Many a little girl, after reading Louisa May Alcott’s "Little Women," has imagined herself in the shoes of one of the March sisters.
Could they be shy Beth? Pretty, curly-haired Meg? Self-absorbed Amy? Or headstrong, hot-tempered Jo?
But the story does more than tell the travails of four young women growing up during the Civil War; it also tells us the story of a family struggling through difficult times.
And that’s what Fifth Row Center’s latest production, "Louisa’s Little Women," aims to achieve this weekend. Director Donna Chalmers, who founded the South Hall-based community theater group, said along with telling the story of "Little Women," the play also includes scenes from the author’s own life.
"There was certainly much more to her than what we know of her through Jo, the lead character," Chalmers said. Scenes include Alcott working in a Civil War hospital, as a 7-year-old girl and as a 55-year-old woman.
"She was a suffragette," Chalmers said. "She was one of the most important women of her time, and we don’t usually think of her that way. We just think of ‘Little Women.’"
And because the play takes place during the Civil War, Chalmers said it’s also a look at a family going through a hard time — and she expects more than a few audience members will be able to relate to that.
"Economic downturns for this family were very hard," she said of the family depicted in "Little Women," which is loosely based on Alcott’s own life.
"The story of the fortitude of these sisters and the relationship they had with family and friends is definitely something we can all relate to."
This production for Fifth Row Center involves about 40 members of the community in its cast and crew, Chalmers said. Everyone from students to working professionals to grandparents are involved in some aspect of the production.

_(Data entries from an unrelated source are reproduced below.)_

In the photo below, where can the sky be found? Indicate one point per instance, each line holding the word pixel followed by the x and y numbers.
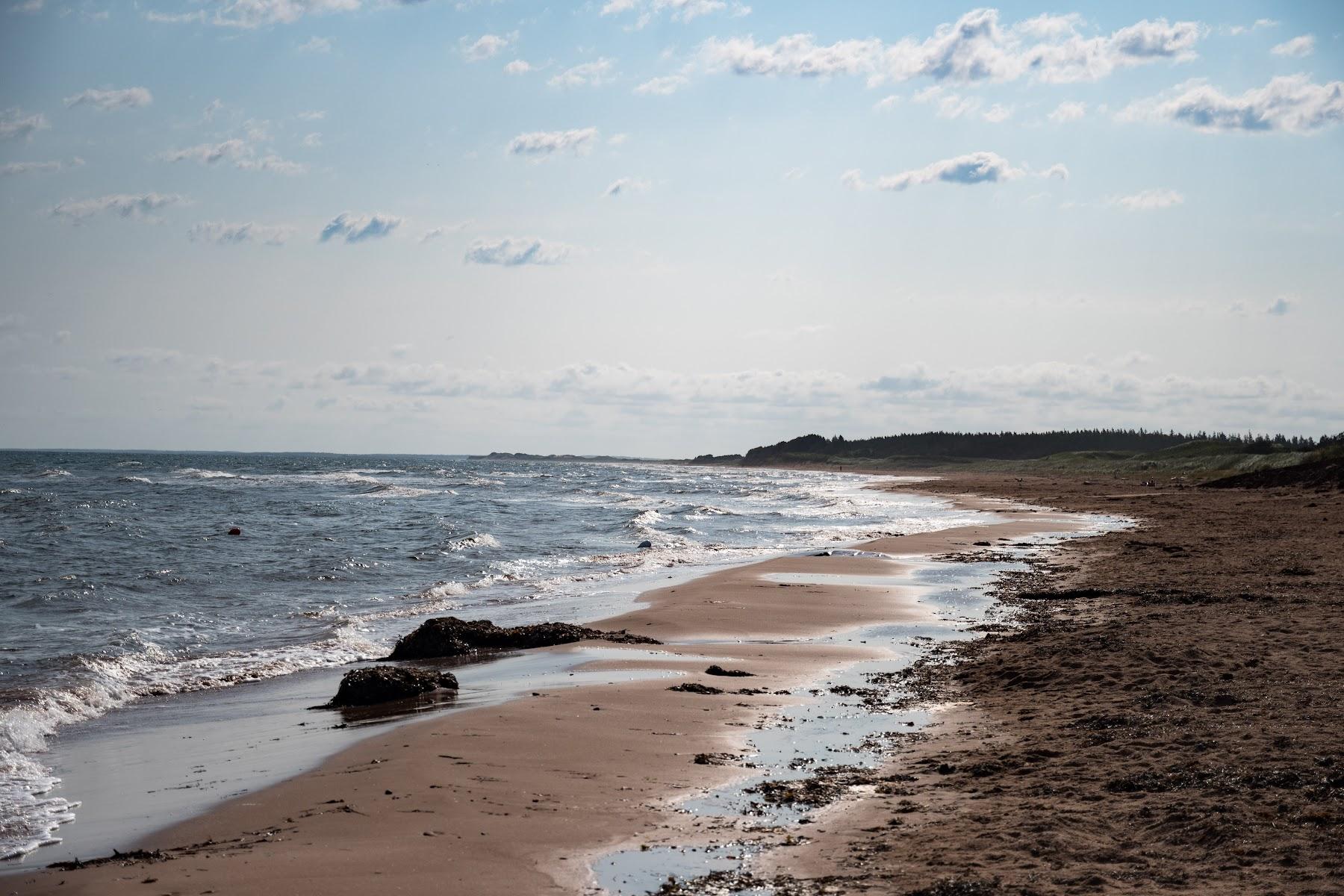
pixel 663 227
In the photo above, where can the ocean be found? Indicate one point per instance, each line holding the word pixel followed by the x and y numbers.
pixel 121 585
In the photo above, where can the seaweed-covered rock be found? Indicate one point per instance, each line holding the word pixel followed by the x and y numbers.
pixel 382 684
pixel 737 673
pixel 695 687
pixel 453 637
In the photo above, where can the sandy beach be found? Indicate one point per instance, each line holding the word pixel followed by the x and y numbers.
pixel 520 797
pixel 1154 709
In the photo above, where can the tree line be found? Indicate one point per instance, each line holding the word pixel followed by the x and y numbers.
pixel 1024 447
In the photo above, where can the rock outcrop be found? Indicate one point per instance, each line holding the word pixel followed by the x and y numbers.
pixel 383 684
pixel 453 637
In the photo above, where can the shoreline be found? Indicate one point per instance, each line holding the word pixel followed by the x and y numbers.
pixel 660 732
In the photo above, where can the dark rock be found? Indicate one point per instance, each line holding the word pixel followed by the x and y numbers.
pixel 382 684
pixel 721 671
pixel 1068 594
pixel 453 637
pixel 695 687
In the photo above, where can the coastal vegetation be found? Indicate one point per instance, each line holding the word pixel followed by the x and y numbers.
pixel 1100 450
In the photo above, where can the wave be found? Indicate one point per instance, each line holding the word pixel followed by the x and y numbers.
pixel 30 817
pixel 148 671
pixel 705 512
pixel 193 473
pixel 385 491
pixel 475 541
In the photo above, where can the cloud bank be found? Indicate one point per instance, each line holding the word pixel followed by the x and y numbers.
pixel 112 100
pixel 976 47
pixel 541 144
pixel 356 228
pixel 119 205
pixel 515 252
pixel 1290 104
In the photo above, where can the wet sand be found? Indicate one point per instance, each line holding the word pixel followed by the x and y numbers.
pixel 520 797
pixel 1169 723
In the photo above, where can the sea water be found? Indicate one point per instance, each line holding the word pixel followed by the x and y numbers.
pixel 121 585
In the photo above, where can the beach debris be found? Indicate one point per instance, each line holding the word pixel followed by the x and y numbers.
pixel 453 637
pixel 719 671
pixel 131 857
pixel 715 758
pixel 695 687
pixel 383 684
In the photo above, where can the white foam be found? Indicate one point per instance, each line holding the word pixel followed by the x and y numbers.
pixel 193 473
pixel 475 541
pixel 30 817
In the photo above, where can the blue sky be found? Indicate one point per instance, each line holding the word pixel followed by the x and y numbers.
pixel 663 226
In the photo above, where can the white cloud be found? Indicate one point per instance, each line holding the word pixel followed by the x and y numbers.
pixel 972 168
pixel 485 46
pixel 514 252
pixel 275 164
pixel 355 228
pixel 208 153
pixel 663 87
pixel 676 10
pixel 1293 104
pixel 976 47
pixel 1257 26
pixel 37 167
pixel 541 144
pixel 999 396
pixel 1280 307
pixel 240 152
pixel 1148 200
pixel 255 13
pixel 1300 46
pixel 628 186
pixel 13 124
pixel 143 361
pixel 120 205
pixel 998 113
pixel 1068 111
pixel 214 231
pixel 109 100
pixel 588 74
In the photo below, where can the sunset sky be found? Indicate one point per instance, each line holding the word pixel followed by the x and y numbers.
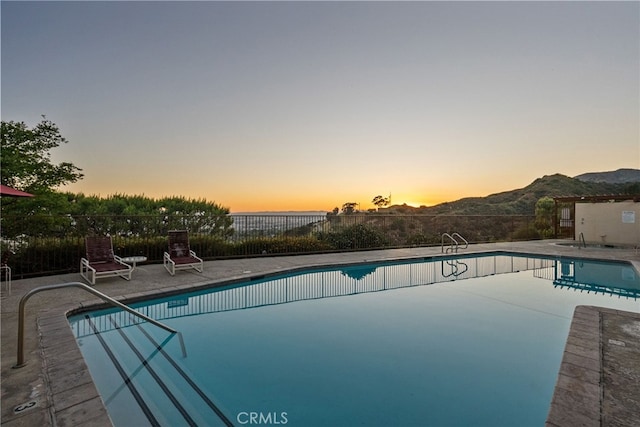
pixel 308 105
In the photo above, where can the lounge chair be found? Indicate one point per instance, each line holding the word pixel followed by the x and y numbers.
pixel 101 262
pixel 180 255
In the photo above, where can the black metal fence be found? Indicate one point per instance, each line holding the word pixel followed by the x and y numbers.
pixel 45 245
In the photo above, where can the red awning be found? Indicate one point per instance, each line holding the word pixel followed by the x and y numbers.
pixel 12 192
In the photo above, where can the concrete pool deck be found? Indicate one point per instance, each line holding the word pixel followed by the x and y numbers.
pixel 598 382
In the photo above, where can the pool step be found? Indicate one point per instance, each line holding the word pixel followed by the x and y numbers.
pixel 142 364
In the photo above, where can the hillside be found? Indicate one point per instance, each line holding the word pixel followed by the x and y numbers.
pixel 522 201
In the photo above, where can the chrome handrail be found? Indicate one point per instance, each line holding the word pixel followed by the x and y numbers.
pixel 466 244
pixel 23 301
pixel 454 242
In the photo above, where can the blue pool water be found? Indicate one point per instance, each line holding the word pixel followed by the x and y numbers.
pixel 445 342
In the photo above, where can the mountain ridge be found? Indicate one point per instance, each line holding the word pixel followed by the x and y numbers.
pixel 522 201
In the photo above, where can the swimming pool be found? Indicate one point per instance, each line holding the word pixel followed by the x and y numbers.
pixel 455 341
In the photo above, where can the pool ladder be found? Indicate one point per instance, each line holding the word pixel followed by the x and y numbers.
pixel 456 240
pixel 581 242
pixel 25 298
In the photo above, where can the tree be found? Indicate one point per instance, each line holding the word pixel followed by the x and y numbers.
pixel 380 201
pixel 25 161
pixel 544 217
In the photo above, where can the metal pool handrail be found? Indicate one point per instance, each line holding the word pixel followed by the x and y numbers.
pixel 581 240
pixel 454 242
pixel 23 302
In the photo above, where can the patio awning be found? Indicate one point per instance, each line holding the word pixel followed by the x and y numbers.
pixel 12 192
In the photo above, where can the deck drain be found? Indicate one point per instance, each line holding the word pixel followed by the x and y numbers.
pixel 25 407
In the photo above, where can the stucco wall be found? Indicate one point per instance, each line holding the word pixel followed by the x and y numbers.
pixel 609 223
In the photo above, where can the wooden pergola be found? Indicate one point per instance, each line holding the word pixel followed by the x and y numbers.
pixel 564 210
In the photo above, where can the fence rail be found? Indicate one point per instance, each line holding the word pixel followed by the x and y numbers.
pixel 46 245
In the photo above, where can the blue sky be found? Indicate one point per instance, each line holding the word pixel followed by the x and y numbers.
pixel 308 105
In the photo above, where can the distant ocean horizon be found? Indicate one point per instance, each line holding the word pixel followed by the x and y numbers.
pixel 280 213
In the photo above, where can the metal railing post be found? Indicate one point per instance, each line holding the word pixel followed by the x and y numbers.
pixel 23 301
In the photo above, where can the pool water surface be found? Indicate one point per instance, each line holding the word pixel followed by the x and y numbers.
pixel 442 342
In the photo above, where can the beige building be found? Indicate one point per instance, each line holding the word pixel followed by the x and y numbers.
pixel 608 223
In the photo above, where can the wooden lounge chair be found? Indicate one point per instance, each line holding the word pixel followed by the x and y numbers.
pixel 101 262
pixel 180 255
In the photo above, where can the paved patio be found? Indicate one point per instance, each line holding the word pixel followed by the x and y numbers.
pixel 598 383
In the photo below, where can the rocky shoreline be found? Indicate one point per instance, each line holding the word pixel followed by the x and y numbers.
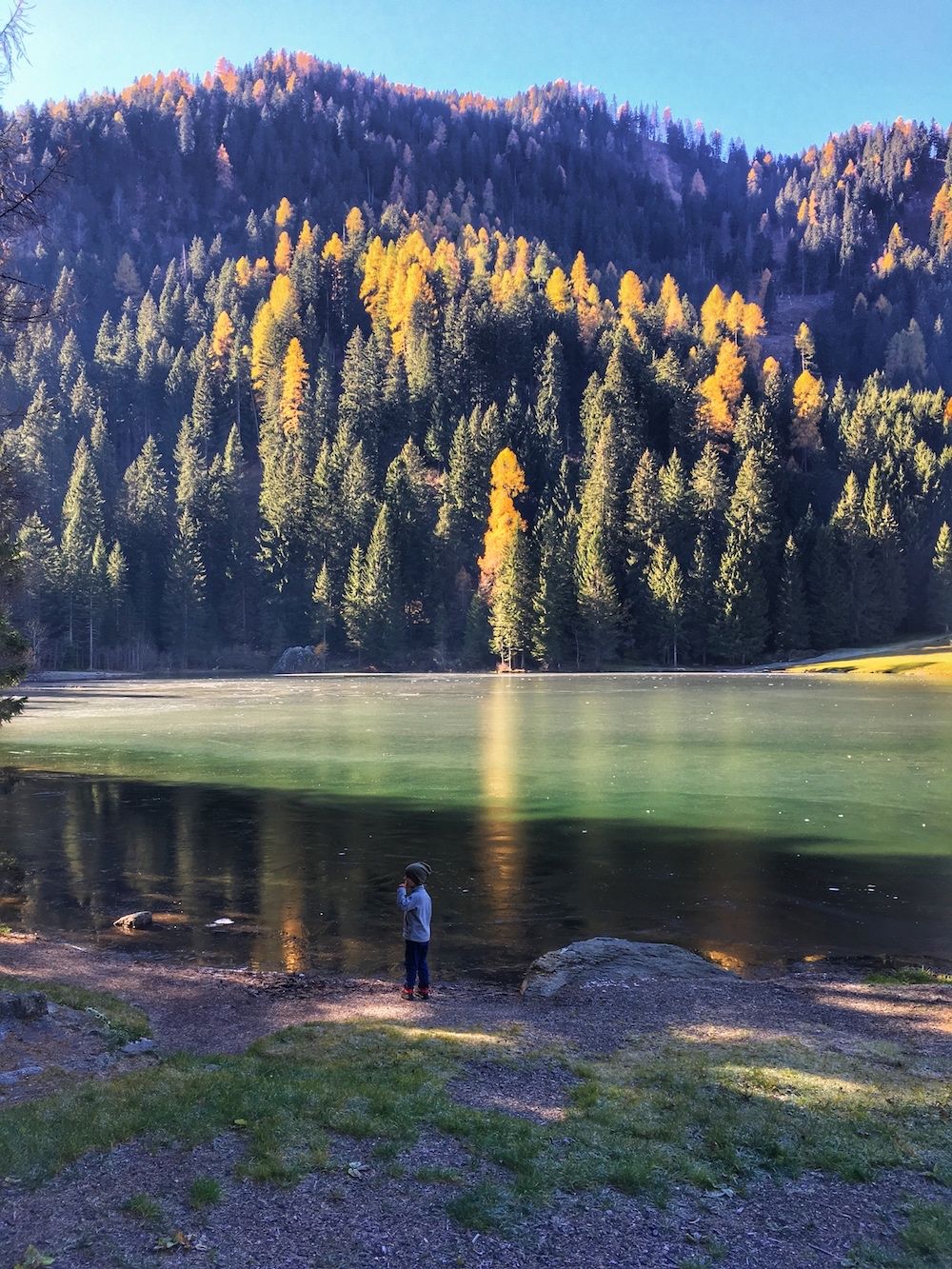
pixel 79 1216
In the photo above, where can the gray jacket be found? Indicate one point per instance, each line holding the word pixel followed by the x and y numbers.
pixel 417 909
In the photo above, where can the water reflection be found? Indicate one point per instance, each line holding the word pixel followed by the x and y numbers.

Ronnie Gordon, for example, is a college student from Buford who is taking some time off from school to work. He studies lighting design in college, though, and has taken on this responsibility for Fifth Row Center.
It’s good to see people starting to specialize in certain aspects of the production, she said, and see the community theater really start to take off.
"It epitomizes what community theater should be like," Chalmers said.